The Qwen3-235B-A22B model is not as effective as the Qwen3-32B model.
I evaluated the models in the Qwen3 series based on Humaneval and found that the Qwen3-32B model performs better than the larger 235B model, with the non-thinking results even better than the thinking results. Therefore, I suspect that the dataset has been contaminated.
Subsequently, I conducted evaluations using LiveCodeBench, and the results show that the model performance of Qwen3-32B is superior, while the performance of Qwen3-235B-A22B is far from satisfactory.
The evaluation results from LiveCodeBench are as follows:
Evaluation Period: 2025-02-01 ~ 2025-05-01 (131 data points)

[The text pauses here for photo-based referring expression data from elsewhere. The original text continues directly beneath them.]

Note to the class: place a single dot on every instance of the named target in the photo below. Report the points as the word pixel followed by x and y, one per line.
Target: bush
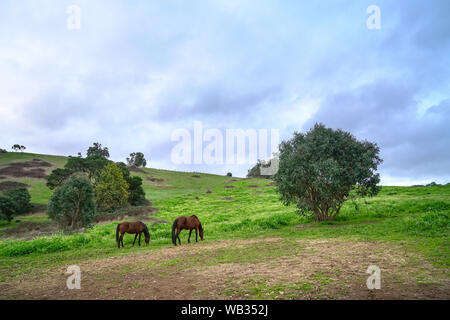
pixel 21 199
pixel 72 204
pixel 136 195
pixel 111 191
pixel 137 159
pixel 7 208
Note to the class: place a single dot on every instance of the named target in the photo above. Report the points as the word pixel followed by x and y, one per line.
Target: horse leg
pixel 121 239
pixel 189 239
pixel 178 236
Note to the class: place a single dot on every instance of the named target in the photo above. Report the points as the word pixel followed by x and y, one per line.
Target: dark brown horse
pixel 133 228
pixel 188 223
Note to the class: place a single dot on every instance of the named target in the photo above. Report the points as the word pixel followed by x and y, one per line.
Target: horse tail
pixel 174 226
pixel 117 232
pixel 147 234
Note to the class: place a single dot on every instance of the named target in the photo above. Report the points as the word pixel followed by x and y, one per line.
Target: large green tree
pixel 72 204
pixel 111 190
pixel 97 151
pixel 92 166
pixel 321 169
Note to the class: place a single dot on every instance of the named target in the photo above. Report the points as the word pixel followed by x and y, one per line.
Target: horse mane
pixel 147 234
pixel 199 223
pixel 174 226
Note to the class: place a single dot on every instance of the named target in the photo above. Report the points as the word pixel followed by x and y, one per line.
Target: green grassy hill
pixel 157 184
pixel 416 217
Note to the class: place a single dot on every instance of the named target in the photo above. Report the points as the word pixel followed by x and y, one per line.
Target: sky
pixel 136 72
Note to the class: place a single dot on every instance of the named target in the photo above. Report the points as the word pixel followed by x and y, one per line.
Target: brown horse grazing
pixel 132 228
pixel 188 223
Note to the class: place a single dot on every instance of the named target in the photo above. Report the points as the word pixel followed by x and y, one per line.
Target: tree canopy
pixel 137 159
pixel 72 204
pixel 111 191
pixel 97 151
pixel 320 169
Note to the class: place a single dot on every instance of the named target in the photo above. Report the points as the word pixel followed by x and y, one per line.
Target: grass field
pixel 254 246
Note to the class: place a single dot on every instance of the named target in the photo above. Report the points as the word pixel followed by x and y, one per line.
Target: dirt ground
pixel 268 268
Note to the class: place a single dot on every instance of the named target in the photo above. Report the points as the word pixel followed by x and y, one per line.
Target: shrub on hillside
pixel 21 199
pixel 137 159
pixel 97 151
pixel 111 191
pixel 136 195
pixel 72 204
pixel 7 208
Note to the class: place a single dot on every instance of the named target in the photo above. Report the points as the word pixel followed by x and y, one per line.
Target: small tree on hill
pixel 18 147
pixel 7 208
pixel 72 204
pixel 137 159
pixel 20 197
pixel 92 166
pixel 136 194
pixel 111 191
pixel 97 151
pixel 319 169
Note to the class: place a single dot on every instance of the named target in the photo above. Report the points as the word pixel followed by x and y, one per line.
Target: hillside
pixel 157 184
pixel 254 246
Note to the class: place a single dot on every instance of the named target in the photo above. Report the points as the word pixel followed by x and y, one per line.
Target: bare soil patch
pixel 313 269
pixel 6 185
pixel 308 226
pixel 31 169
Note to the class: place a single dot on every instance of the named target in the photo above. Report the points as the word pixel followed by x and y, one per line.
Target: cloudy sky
pixel 136 71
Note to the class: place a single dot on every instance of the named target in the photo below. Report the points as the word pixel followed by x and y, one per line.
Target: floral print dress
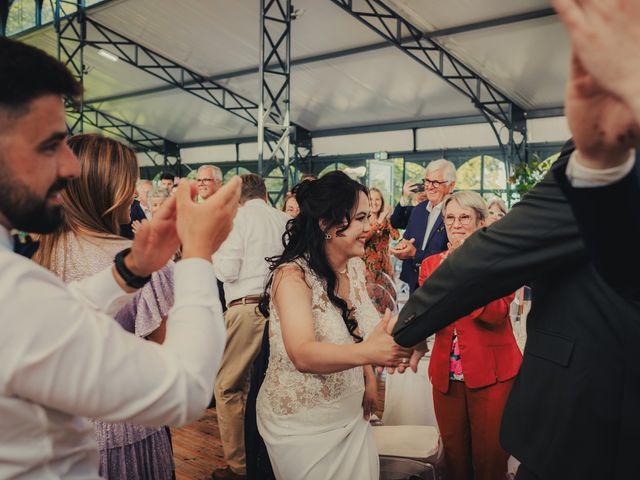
pixel 380 284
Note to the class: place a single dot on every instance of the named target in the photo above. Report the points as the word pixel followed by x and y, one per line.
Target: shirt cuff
pixel 584 177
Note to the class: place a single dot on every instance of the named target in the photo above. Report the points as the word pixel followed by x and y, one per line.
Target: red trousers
pixel 469 421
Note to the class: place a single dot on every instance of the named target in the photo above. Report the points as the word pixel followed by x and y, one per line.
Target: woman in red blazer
pixel 473 363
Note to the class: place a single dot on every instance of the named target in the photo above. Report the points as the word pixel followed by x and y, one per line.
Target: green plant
pixel 526 175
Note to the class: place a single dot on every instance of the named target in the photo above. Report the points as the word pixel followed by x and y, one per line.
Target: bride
pixel 319 389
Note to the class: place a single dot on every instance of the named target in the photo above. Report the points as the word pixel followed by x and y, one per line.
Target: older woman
pixel 497 210
pixel 291 206
pixel 473 363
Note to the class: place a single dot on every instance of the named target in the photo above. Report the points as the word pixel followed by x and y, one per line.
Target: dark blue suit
pixel 416 228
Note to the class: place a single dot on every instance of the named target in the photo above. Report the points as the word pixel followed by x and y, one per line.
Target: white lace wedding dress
pixel 313 424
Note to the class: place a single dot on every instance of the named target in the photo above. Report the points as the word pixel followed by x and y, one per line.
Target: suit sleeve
pixel 538 236
pixel 596 209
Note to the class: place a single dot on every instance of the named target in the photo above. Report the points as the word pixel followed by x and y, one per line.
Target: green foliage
pixel 525 176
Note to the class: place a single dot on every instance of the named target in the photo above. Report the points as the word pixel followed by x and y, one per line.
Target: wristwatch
pixel 127 275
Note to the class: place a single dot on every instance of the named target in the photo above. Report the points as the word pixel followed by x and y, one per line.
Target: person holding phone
pixel 425 233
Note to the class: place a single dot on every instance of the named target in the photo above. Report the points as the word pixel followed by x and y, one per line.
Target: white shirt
pixel 434 213
pixel 63 357
pixel 583 177
pixel 240 262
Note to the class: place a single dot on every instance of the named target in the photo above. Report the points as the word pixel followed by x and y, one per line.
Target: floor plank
pixel 197 450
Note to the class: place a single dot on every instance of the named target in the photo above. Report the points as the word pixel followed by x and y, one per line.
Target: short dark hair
pixel 27 73
pixel 253 186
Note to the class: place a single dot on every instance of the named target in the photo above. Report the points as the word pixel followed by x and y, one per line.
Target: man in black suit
pixel 603 34
pixel 574 410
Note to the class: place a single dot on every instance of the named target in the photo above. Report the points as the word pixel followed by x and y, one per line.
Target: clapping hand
pixel 602 100
pixel 155 241
pixel 404 250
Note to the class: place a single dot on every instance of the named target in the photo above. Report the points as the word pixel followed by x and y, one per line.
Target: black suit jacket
pixel 613 251
pixel 574 410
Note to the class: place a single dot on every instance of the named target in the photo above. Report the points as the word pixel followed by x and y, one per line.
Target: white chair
pixel 409 452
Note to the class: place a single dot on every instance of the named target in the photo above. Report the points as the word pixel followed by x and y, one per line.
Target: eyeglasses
pixel 433 183
pixel 463 219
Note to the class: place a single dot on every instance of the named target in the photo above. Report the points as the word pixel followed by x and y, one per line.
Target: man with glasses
pixel 208 181
pixel 425 234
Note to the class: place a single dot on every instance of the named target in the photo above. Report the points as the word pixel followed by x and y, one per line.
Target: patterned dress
pixel 380 283
pixel 127 451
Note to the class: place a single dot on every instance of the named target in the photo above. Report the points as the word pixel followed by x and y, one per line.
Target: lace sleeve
pixel 145 312
pixel 366 313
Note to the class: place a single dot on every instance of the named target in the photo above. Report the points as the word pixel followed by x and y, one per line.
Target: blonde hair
pixel 467 199
pixel 95 201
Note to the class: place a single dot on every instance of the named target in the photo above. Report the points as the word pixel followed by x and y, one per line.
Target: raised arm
pixel 537 236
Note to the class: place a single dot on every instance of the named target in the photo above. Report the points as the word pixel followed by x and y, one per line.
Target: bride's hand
pixel 370 395
pixel 381 348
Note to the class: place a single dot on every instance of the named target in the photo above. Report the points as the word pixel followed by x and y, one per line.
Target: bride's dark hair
pixel 331 199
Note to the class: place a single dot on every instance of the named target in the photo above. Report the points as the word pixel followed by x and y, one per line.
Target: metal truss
pixel 128 51
pixel 492 104
pixel 274 122
pixel 71 28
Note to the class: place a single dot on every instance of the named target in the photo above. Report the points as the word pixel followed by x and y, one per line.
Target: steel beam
pixel 413 42
pixel 509 20
pixel 174 74
pixel 495 22
pixel 274 122
pixel 70 26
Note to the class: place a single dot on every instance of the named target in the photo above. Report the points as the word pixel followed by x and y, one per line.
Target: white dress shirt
pixel 434 213
pixel 583 177
pixel 240 262
pixel 63 357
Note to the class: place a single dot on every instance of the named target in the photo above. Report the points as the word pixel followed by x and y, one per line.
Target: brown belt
pixel 248 300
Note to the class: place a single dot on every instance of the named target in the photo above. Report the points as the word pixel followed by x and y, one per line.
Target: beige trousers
pixel 245 326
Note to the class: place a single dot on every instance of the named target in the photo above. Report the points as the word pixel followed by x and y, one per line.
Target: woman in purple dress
pixel 95 204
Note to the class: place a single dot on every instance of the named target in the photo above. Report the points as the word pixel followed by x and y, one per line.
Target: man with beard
pixel 63 356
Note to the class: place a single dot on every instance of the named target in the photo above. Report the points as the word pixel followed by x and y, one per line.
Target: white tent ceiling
pixel 527 61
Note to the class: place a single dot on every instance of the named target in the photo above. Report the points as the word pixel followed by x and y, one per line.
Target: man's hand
pixel 604 128
pixel 404 250
pixel 605 35
pixel 203 227
pixel 155 243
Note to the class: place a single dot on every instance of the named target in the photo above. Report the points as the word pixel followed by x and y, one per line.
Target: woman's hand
pixel 370 398
pixel 381 349
pixel 135 226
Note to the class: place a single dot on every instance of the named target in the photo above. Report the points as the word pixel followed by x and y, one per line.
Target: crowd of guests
pixel 107 340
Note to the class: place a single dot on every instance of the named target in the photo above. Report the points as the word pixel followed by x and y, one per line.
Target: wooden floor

models | enable_thinking | Pass@1 |
---|---|---|
qwen3-235B-A22B | False | 0.274809160305 |
qwen3-30B-A3B | False | 0.320610687022 |
qwen3-32B | False | 0.358778625954 |
qwen3-235B-A22B | True | 0.297709923664 |
qwen3-30B-A3B | True | 0.335877862595 |
qwen3-32B | True | 0.335877862595 |
I strongly suspect that there is an issue with the weights on Hugging Face. I directly accessed the Qwen official interface and clearly felt that the Qwen3-235B-A22B model performs well. Another possibility is that I deployed the model using the latest version of the VLLM framework (8 * A100), which is not well supported by the framework. However, I deployed it strictly according to the parameters provided by the Qwen official.